As my mother used to say “you make hay when the sun shines”, and when the hops are ripe, the harvest window is narrow. All hop growers operate 7 days a week for the roughly 30-35 day harvest window, with some large growers operating 24/7. That means that some 80-90 hour work weeks, (which had traditional agriculture exemptions because they are balanced with time off work), will be subject to overtime after 40 hours each week, phasing in fully by 2025. The positive news was the new public varieties developed by the Hop Research Council, if for no other reason than to reduce the costs associated with certain high-cost proprietary varieties. Public varieties that any hop farmer can grow without royalties is one of the objectives, to ultimately benefit the brewer.

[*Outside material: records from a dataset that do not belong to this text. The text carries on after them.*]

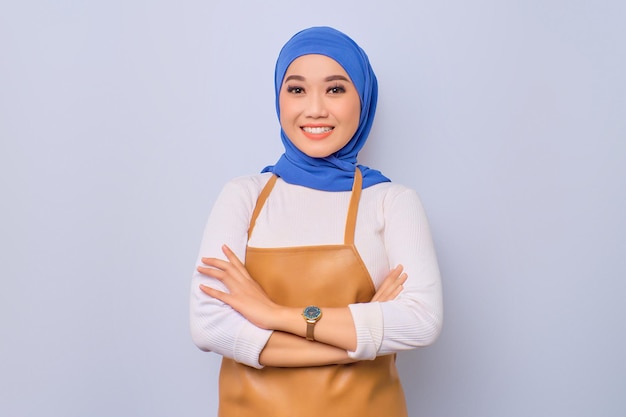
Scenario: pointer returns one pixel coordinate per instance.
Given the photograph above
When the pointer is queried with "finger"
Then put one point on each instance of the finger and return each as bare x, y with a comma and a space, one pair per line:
212, 272
391, 277
393, 287
217, 294
215, 263
234, 260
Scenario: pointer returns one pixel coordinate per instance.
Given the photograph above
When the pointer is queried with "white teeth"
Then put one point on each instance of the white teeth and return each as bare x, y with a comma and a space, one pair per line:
317, 130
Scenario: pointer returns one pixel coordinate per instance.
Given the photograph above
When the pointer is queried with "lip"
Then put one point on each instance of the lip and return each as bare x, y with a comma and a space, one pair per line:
316, 136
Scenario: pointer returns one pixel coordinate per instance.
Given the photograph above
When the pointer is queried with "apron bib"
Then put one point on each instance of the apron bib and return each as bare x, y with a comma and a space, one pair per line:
327, 276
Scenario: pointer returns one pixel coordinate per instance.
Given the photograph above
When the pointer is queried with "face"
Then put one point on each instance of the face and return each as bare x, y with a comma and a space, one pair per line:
319, 105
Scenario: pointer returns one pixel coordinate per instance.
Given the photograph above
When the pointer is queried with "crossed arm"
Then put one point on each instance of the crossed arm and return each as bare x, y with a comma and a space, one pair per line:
287, 346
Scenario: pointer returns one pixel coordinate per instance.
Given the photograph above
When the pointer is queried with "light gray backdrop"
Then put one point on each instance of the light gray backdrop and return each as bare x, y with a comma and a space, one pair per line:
121, 120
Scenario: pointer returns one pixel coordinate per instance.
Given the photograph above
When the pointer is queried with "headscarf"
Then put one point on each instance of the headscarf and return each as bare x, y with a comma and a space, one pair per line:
334, 172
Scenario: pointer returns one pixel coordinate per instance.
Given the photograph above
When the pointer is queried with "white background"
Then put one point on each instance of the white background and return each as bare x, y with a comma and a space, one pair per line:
121, 120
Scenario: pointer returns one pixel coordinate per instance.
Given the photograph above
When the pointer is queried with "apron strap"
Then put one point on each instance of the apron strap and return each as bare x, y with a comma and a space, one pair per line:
260, 202
353, 208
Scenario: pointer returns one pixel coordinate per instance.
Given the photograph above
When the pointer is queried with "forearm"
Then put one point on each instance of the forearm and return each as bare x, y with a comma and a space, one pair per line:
335, 328
288, 350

The Experimental variety previously known as 074 has been officially named “VISTA”, the first new public US variety in about three years. It was pointed out that one in five hop plants in the Pacific Northwest last year was Citra, underscoring the brewing industry’s dependence on private varieties. One of the more notable presentations was the first-ever Lifetime Growth Cycle assessment of hops. A fascinating look at the complete Greenhouse Gas Emissions from farm to brewer, coming out of the UN Climate Change Conference last November in Glasgow, Scotland, underscoring an urgency for strong climate action. Good on ya, hop industry. And one of the points made in the presentation was a statement by Anheuser-Busch to reduce the environmental impact “from seed to sip”, whereby their stated goal is to reduce CO2 emissions across the value chain will be reduced by 25%. A leadership position from the largest beer company in the world is duly noted.